Justice Dept. charges 4 with insider trading; 2 defendants accused of ‘brazen coverup’
On Nov. 20, after reading reports about a federal probe of insider trading, hedge fund manager Samir Barai allegedly sent a BlackBerry message to a colleague with some blunt instructions: Go to the office and “Shred as much as u can,” “Put all ur data files onto an encrypted drive,” and “delete all e-mails” from two particular contacts.
“They need proof that we acted on something,” Barai allegedly added.
Those communications and others are at the heart of insider trading and obstruction of justice charges the government announced Tuesday in a widening investigation of hedge funds and firms that feed them research.
The Justice Department charged three hedge fund portfolio managers and one analyst in a criminal conspiracy that allegedly involved information about companies such as Advanced Micro Devices and Fairchild Semiconductor International.
The Securities and Exchange Commission, which filed civil charges against the defendants, said hedge funds and other traders involved in the alleged misconduct gained or avoided losing about $30 million based on inside information.
Two of the defendants, Barai and Donald Longueuil, a former research analyst and portfolio manager, were also charged with obstruction of justice in what the U.S. attorney in Manhattan, Preet Bharara, called a “brazen coverup.”
The government said Longueuil described his effort to destroy two computer flash drives in a recorded conversation with fellow defendant Noah Freeman, who at the time was cooperating with investigators.
According to the government, Longueuil told Freeman that he “pulled the external drives apart” with pliers. Then he put the pieces “into four separate little baggies,” stuffed them in his jacket, and at 2 a.m., “I go on like a 20-block walk around the city . . . and try to find a garbage truck.”
Longueuil said he threw the pieces “in the back of, like, random garbage trucks . . . four different garbage trucks.”
“I pressed the eject button and everything’s [expletive] gone,” he said.
At a New York news conference, Bharara said the coverup was “like something out of a bad movie.”
The alleged conspirators “lacked a mobster’s better-honed instinct for conversational discretion,” said Janice K. Fedarcyk, head of the FBI’s New York field office.
The investigation has resulted in criminal charges against 46 defendants over the past 18 months, including Galleon Group founder Raj Rajaratnam, who is awaiting trial. Twenty-nine of the defendants have entered guilty pleas.
Defendants employed at many hedge funds “cultivated and paid off entire networks of corrupt insiders at different public companies for blatantly illegal inside information,” Bharara said in a statement. That included “specific, on-the-nose information about corporate earnings before they were made public.”
The investigation involves insiders at publicly traded companies who moonlight as consultants to sell confidential information about their companies to traders — and so-called “expert network” firms that match traders with company insiders, SEC enforcement director Robert Khuzami said at the news conference.
Barai, 38, and Longueuil, 34, appeared in court Tuesday and were released on bail.
Barai is the founder of Barai Capital Management. Longueuil specialized in research and trading involving semiconductor and other technology companies, according to a court filing.
Freeman, 35, and the fourth defendant, Jason Pflaum, 37, previously pleaded guilty to the charges, the government said.

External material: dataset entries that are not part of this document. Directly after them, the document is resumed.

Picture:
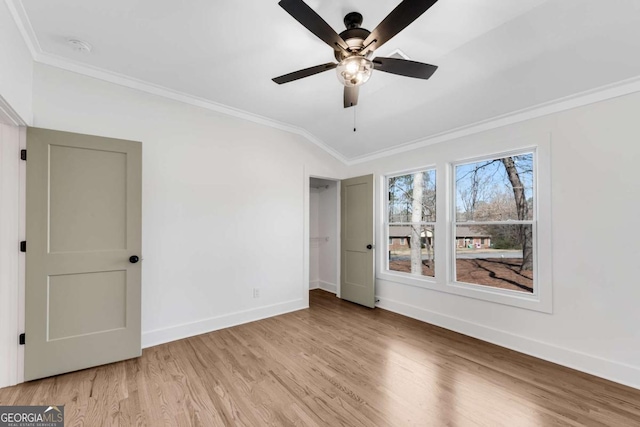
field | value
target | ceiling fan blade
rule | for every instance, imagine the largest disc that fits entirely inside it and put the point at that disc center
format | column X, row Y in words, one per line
column 399, row 18
column 304, row 73
column 313, row 22
column 404, row 67
column 351, row 96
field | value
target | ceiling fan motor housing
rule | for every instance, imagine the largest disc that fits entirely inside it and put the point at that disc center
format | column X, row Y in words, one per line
column 354, row 38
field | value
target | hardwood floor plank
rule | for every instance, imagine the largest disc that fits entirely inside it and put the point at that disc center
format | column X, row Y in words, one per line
column 335, row 364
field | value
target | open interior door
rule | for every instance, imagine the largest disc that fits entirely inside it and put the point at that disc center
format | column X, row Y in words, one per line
column 357, row 277
column 83, row 246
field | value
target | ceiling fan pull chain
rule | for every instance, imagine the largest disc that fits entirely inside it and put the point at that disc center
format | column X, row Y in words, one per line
column 354, row 118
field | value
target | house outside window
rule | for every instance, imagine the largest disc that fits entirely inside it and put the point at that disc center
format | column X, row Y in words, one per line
column 411, row 220
column 494, row 199
column 493, row 225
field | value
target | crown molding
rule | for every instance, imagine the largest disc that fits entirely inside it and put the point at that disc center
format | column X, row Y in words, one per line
column 143, row 86
column 8, row 115
column 23, row 23
column 602, row 93
column 591, row 96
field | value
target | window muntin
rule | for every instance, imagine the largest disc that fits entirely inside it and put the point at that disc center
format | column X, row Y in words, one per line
column 494, row 200
column 411, row 216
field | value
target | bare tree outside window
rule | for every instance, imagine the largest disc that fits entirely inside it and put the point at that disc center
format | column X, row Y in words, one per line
column 494, row 219
column 412, row 216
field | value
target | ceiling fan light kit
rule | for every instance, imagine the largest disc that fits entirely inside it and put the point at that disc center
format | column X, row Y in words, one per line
column 354, row 71
column 354, row 46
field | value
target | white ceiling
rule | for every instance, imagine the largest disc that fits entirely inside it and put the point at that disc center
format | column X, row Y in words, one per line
column 495, row 57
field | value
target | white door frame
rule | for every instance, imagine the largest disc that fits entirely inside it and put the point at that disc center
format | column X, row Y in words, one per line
column 306, row 240
column 12, row 231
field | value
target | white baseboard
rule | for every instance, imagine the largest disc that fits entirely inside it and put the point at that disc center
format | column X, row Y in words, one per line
column 173, row 333
column 327, row 286
column 607, row 369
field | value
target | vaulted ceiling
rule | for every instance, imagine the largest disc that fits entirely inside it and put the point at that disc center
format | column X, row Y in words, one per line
column 494, row 57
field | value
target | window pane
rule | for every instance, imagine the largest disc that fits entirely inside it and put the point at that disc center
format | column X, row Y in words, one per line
column 500, row 261
column 412, row 197
column 495, row 189
column 407, row 256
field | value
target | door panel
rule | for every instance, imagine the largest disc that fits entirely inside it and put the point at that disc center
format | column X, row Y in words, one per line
column 83, row 224
column 357, row 261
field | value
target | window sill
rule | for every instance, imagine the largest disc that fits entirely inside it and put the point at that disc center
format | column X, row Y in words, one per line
column 541, row 303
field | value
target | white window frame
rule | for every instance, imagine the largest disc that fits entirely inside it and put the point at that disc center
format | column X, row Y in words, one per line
column 532, row 222
column 386, row 224
column 445, row 242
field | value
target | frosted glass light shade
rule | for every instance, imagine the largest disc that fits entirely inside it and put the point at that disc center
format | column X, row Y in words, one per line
column 354, row 71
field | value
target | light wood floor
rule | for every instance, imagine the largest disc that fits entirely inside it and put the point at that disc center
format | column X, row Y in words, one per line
column 336, row 364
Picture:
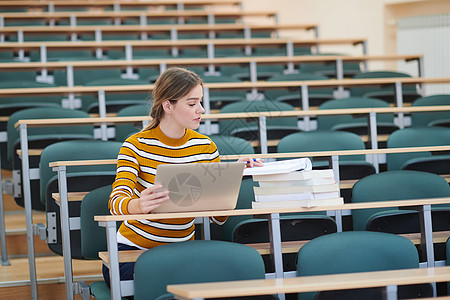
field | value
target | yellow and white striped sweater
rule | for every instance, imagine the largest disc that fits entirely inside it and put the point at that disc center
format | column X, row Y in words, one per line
column 139, row 156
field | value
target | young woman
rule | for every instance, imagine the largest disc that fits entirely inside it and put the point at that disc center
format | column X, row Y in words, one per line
column 170, row 138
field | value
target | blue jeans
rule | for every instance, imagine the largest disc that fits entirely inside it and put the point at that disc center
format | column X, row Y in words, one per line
column 126, row 269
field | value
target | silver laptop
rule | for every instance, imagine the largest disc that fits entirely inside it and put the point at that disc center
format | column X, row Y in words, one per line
column 200, row 186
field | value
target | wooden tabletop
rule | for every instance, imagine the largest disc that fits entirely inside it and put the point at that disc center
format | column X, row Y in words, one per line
column 126, row 14
column 90, row 64
column 154, row 28
column 243, row 212
column 310, row 283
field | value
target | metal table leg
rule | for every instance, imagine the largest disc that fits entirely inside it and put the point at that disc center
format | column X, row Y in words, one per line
column 28, row 209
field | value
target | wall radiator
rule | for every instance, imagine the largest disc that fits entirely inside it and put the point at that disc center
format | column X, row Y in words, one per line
column 428, row 35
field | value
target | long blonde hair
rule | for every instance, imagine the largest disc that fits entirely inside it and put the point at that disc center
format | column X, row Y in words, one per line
column 172, row 84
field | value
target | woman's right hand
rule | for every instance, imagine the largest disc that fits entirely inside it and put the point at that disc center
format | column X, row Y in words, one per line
column 151, row 198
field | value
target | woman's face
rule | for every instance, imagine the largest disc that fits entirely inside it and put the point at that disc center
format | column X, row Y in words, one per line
column 187, row 111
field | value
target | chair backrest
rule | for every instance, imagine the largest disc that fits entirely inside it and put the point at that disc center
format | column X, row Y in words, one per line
column 194, row 262
column 39, row 138
column 383, row 92
column 79, row 179
column 248, row 129
column 350, row 122
column 394, row 185
column 416, row 137
column 355, row 251
column 323, row 141
column 293, row 95
column 125, row 130
column 77, row 150
column 114, row 102
column 430, row 118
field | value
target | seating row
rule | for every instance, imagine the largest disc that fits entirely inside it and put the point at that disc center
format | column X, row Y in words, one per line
column 210, row 48
column 144, row 32
column 51, row 6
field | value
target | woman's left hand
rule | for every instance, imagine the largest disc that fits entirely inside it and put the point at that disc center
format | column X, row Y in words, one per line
column 251, row 162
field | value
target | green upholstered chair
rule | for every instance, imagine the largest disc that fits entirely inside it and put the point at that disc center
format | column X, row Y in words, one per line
column 293, row 96
column 39, row 138
column 328, row 68
column 359, row 251
column 350, row 166
column 93, row 237
column 194, row 262
column 125, row 130
column 399, row 185
column 356, row 124
column 79, row 179
column 384, row 92
column 420, row 161
column 231, row 145
column 434, row 118
column 294, row 227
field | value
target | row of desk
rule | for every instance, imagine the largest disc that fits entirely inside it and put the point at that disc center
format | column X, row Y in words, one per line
column 52, row 5
column 129, row 65
column 208, row 45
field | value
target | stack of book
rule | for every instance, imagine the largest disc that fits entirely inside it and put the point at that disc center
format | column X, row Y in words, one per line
column 305, row 188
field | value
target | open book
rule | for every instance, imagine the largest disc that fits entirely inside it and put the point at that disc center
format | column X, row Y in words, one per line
column 279, row 167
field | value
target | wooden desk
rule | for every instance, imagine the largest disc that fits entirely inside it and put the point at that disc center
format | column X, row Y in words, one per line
column 311, row 283
column 74, row 32
column 60, row 166
column 206, row 44
column 273, row 215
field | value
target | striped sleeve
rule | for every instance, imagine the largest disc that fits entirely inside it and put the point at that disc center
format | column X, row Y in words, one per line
column 126, row 179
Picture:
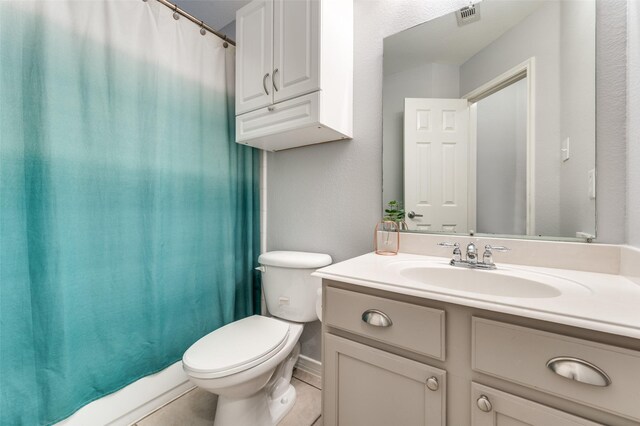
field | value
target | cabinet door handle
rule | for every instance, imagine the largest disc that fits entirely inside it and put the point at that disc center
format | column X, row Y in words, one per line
column 273, row 80
column 579, row 370
column 432, row 383
column 484, row 404
column 264, row 83
column 376, row 318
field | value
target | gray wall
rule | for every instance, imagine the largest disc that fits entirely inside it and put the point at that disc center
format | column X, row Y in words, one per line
column 424, row 81
column 633, row 124
column 611, row 151
column 501, row 176
column 327, row 198
column 577, row 109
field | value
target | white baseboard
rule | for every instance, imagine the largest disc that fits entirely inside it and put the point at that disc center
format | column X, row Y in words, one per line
column 135, row 401
column 309, row 365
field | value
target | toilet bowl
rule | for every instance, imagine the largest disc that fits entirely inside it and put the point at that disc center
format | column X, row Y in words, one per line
column 248, row 363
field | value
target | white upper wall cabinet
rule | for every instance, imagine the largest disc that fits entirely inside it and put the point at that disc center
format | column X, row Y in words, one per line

Working with the FBI, Freeman recorded meetings and phone conversations, according to a court filing.
Two of the defendants charged Tuesday were accused of engaging in insider trading while working for SAC Capital Advisors, a hedge fund manager founded by industry giant and noted art collector Steven A. Cohen, SAC made clear in a statement.
“We are outraged by the alleged actions of two former employees, which required active circumvention of our compliance policies and are egregious violations of our ethical standards,” SAC spokesman Jonathan Gasthalter said in the statement.
“They were employed at SAC for a short time and were dismissed in January 2010 and June 2010, respectively, due to poor performance,” Gasthalter said.
Ten of the individuals and one of the companies the SEC has charged in the ongoing investigation were consultants, employees or clients of one expert network firm, Primary Global Research. A spokesman for Primary Global Research declined to comment.
Lawyers for Barai and Freeman did not return messages. Lawyers for Longueuil and Pflaum each declined to comment.
Late on the night of Nov. 19, after the Wall Street Journal reported that the government was conducting a major insider trading investigation that involved expert network firms in general and one in particular, Barai communicated by BlackBerry with Pflaum.
A document filed in the case gives this account:
A firm Barai is accused of using “was the only one named!!!!!” Barai wrote, following up with an expletive that he elongated by typing the letter “u” five times.
Pflaum was already cooperating with investigators, and the next morning Pflaum resumed the exchange.
Barai urged Pflaum to shred and delete information. Then, he sent a less-panicked message.
“Let’s not worry . . . . No evidence we got exact info . . . . Forget the past . . . . No proof.”